The WHO’s heart-rending statistics on the burden of malaria in Nigeria  necessarily call for interrogation of the sordid state of affairs and a few questions are really begging for answers. The US business mogul and philanthropist, Bill Gates, has subsidised malaria drugs and Nigeria gets grants, so what is the problem? Why is the disease not responding to the control mechanism instituted? Why did the mortality rate from malaria infections escalate at a time when resources were supposedly pooled from various sources to combat the disease frontally in the country? So many questions could be asked but they point to one, and only one, answer: deficient leadership. The same absence of responsible leadership that occasioned deficient security architecture which has continued to expose the citizenry to attacks from terrorists of diverse hues in different parts of the country, is the reason hundreds of thousands of Nigerians are dying of malaria infections. And it would not be surprising to find that the lacklustre official performance in malaria management and control is replicated in the control and management of other diseases, and indeed in public affairs management as a whole.

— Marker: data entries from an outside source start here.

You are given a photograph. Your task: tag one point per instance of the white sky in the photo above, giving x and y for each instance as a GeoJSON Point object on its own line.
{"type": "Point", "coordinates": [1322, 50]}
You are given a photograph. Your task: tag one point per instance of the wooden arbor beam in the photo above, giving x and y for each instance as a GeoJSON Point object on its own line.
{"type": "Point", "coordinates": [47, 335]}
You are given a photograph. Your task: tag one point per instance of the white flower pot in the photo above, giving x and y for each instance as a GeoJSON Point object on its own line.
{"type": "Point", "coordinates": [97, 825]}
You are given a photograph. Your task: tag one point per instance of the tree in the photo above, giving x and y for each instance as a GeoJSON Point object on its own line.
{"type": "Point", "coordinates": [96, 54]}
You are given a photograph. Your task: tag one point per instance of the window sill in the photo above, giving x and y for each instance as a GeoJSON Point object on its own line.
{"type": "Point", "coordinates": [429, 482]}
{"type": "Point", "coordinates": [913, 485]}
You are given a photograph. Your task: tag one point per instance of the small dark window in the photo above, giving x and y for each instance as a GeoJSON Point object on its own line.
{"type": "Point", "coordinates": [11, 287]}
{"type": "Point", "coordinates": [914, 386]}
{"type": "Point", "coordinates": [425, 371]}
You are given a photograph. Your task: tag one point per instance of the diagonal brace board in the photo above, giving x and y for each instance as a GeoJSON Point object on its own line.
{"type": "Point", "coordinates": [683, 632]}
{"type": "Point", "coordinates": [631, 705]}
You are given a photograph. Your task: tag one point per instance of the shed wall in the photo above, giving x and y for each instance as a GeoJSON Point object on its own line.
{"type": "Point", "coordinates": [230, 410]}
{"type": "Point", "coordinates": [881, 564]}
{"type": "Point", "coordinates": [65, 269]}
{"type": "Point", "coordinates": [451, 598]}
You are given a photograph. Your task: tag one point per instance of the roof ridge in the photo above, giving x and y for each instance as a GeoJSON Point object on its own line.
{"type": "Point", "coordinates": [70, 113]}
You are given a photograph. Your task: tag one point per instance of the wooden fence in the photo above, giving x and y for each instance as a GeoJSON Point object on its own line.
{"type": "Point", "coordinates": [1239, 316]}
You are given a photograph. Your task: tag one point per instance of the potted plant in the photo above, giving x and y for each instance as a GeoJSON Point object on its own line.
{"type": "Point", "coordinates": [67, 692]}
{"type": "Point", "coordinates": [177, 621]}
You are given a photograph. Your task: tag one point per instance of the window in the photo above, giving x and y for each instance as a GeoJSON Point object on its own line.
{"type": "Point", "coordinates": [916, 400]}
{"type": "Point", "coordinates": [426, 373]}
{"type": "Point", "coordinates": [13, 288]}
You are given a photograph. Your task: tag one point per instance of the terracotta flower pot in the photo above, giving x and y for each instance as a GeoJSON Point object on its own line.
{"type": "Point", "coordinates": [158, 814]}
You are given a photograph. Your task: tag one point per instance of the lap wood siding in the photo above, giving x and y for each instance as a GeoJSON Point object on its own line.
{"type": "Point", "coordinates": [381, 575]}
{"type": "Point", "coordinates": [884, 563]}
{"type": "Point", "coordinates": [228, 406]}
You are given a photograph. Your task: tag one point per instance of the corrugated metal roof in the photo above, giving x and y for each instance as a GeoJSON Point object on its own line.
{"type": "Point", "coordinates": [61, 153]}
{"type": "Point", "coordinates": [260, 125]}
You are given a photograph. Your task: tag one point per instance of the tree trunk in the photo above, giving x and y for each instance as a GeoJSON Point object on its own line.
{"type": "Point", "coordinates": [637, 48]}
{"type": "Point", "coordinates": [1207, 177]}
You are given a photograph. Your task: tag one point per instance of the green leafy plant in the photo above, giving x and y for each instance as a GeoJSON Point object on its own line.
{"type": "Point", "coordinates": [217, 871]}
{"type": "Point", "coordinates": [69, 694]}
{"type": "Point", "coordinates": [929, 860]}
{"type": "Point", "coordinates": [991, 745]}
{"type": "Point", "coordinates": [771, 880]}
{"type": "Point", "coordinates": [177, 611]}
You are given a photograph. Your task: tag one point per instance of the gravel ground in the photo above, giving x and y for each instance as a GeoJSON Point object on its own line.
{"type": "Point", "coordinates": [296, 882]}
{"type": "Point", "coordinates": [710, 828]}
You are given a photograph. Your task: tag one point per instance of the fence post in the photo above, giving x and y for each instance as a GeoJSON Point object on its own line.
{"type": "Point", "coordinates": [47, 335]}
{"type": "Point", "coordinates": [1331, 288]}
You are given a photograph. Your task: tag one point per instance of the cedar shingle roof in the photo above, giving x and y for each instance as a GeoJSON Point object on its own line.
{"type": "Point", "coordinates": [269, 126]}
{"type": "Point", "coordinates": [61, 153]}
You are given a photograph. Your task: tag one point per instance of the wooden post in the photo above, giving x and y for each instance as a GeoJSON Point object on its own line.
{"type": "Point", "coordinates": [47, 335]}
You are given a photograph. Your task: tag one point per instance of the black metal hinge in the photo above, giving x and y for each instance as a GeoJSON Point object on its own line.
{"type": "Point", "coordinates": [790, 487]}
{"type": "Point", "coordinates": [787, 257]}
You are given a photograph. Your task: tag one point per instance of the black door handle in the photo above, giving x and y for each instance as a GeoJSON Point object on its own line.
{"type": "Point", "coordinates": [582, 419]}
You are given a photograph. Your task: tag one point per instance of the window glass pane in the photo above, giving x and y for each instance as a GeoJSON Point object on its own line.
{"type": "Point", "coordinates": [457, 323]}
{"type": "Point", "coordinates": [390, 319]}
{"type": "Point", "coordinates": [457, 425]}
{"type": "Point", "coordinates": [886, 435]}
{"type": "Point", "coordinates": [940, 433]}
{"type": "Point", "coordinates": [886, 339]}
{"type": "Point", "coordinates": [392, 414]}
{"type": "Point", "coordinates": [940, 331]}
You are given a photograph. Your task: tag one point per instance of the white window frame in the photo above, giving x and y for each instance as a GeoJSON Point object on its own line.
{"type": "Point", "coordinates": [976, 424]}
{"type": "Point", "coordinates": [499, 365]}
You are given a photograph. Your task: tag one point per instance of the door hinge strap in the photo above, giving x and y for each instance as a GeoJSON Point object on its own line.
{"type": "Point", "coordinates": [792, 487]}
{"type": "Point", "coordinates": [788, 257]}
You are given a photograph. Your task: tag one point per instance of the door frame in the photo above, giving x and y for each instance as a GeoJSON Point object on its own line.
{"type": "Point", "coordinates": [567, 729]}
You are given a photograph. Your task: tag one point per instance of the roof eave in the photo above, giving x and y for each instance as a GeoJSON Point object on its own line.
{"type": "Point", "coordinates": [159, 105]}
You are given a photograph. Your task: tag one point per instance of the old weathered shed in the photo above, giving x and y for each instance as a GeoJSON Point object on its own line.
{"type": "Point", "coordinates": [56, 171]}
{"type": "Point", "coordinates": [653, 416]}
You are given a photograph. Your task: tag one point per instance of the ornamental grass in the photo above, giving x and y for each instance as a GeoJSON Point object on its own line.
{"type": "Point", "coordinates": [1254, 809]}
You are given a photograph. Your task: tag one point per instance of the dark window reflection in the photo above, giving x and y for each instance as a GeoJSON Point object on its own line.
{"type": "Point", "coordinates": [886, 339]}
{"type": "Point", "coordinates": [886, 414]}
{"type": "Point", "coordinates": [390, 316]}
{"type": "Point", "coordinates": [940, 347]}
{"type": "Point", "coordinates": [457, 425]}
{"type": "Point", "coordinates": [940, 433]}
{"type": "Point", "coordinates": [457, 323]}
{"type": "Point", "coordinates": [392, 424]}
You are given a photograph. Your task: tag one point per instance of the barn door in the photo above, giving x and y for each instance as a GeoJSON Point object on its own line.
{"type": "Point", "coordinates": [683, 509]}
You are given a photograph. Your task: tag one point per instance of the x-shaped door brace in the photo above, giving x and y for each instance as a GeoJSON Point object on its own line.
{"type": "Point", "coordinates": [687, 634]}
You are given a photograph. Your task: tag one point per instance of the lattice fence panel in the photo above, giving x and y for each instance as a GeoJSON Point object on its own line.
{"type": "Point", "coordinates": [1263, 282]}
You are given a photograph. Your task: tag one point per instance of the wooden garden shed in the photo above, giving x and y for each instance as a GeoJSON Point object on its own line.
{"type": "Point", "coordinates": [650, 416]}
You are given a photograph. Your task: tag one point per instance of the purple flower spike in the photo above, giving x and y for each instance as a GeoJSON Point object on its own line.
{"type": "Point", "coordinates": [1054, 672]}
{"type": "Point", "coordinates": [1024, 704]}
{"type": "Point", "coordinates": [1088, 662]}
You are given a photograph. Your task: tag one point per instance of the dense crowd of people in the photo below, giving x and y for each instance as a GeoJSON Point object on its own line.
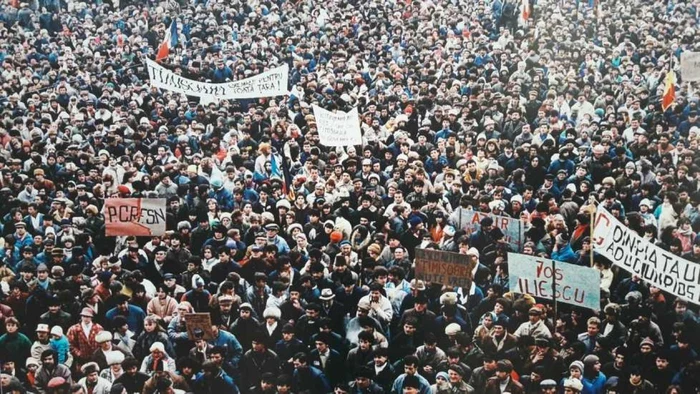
{"type": "Point", "coordinates": [302, 254]}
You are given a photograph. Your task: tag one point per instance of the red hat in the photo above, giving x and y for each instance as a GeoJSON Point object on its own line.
{"type": "Point", "coordinates": [56, 382]}
{"type": "Point", "coordinates": [336, 236]}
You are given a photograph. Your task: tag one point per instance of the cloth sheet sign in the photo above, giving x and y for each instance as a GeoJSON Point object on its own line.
{"type": "Point", "coordinates": [573, 284]}
{"type": "Point", "coordinates": [143, 217]}
{"type": "Point", "coordinates": [267, 84]}
{"type": "Point", "coordinates": [661, 268]}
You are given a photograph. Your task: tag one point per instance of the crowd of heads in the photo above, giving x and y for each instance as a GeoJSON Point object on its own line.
{"type": "Point", "coordinates": [288, 266]}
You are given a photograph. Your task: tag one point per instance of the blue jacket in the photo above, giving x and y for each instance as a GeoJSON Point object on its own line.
{"type": "Point", "coordinates": [220, 384]}
{"type": "Point", "coordinates": [565, 254]}
{"type": "Point", "coordinates": [594, 385]}
{"type": "Point", "coordinates": [134, 317]}
{"type": "Point", "coordinates": [397, 388]}
{"type": "Point", "coordinates": [312, 380]}
{"type": "Point", "coordinates": [233, 347]}
{"type": "Point", "coordinates": [224, 198]}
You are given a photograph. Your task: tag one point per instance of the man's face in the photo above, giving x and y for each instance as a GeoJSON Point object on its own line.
{"type": "Point", "coordinates": [258, 347]}
{"type": "Point", "coordinates": [92, 378]}
{"type": "Point", "coordinates": [680, 309]}
{"type": "Point", "coordinates": [593, 330]}
{"type": "Point", "coordinates": [216, 358]}
{"type": "Point", "coordinates": [11, 328]}
{"type": "Point", "coordinates": [410, 369]}
{"type": "Point", "coordinates": [498, 331]}
{"type": "Point", "coordinates": [48, 361]}
{"type": "Point", "coordinates": [661, 363]}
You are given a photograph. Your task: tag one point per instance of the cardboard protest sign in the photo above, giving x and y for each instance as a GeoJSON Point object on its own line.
{"type": "Point", "coordinates": [690, 66]}
{"type": "Point", "coordinates": [661, 268]}
{"type": "Point", "coordinates": [144, 217]}
{"type": "Point", "coordinates": [201, 321]}
{"type": "Point", "coordinates": [575, 285]}
{"type": "Point", "coordinates": [450, 269]}
{"type": "Point", "coordinates": [268, 84]}
{"type": "Point", "coordinates": [339, 128]}
{"type": "Point", "coordinates": [512, 227]}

It is important to stress that the health sector can ill-afford the kind of monumental inefficiency and sleaze that often characterise the governance of the public sector of the economy. When such sensitivities are disregarded, the consequences are usually grave and irreversible, like the instant case of the loss of over 200,000 souls to malaria in one calendar year. If anyone was unsure that the country’s healthcare delivery system is challenged, the WHO 2020 malaria report has erased such doubt. The system needs urgent resetting and prioritisation. In a situation where budgetary allocation and cash releases, welfare of medical personnel, the use of available resources and official management of industrial harmony in the health sector do not adequately reflect the needs of the healthcare delivery system, the kind of malaria  report which the WHO has issued on the country is inevitable. Perhaps if medical tourism is banned for all categories of public officials in the country, the imperative of  adequately resourcing local  health facilities and ensuring that medical personnel are sufficiently motivated to deliver high quality services would  be accorded adequate attention.

There is the argument, and it is not  totally bereft of merit, that the sudden focus on COVID-19 during the  period covered by the WHO report might have contributed to the upsurge in the deaths arising from malaria infection in the country. However, this singular factor cannot explain away the disproportionately huge loss of lives to malaria infections. Yes, the treatment, control and management of COVID-19 drew some human and material resources away from the management of other diseases, but to have this huge spike in malaria-induced deaths because of such redirection of medical resources also bordered on official ineptitude and incompetence. Why should the country’s health managers design  protocols, processes and procedures for combating a new disease in a manner that suggests that the extant diseases have suddenly disappeared or that they are no longer of any relevance? Is that how affairs are handled in the advanced climes where higher authorities and the citizens reserve the right to ask probing questions that must be answered on official decisions, actions and their outcomes?

There can be no justification for the huge loss of precious lives to malaria infections in this day and age. We, therefore, urge the government, and especially the country’s health managers, to up their ante to ensure that the year 2020 malaria report by the WHO is the last that has indicted their professional competence and put the country on the wrong side of history.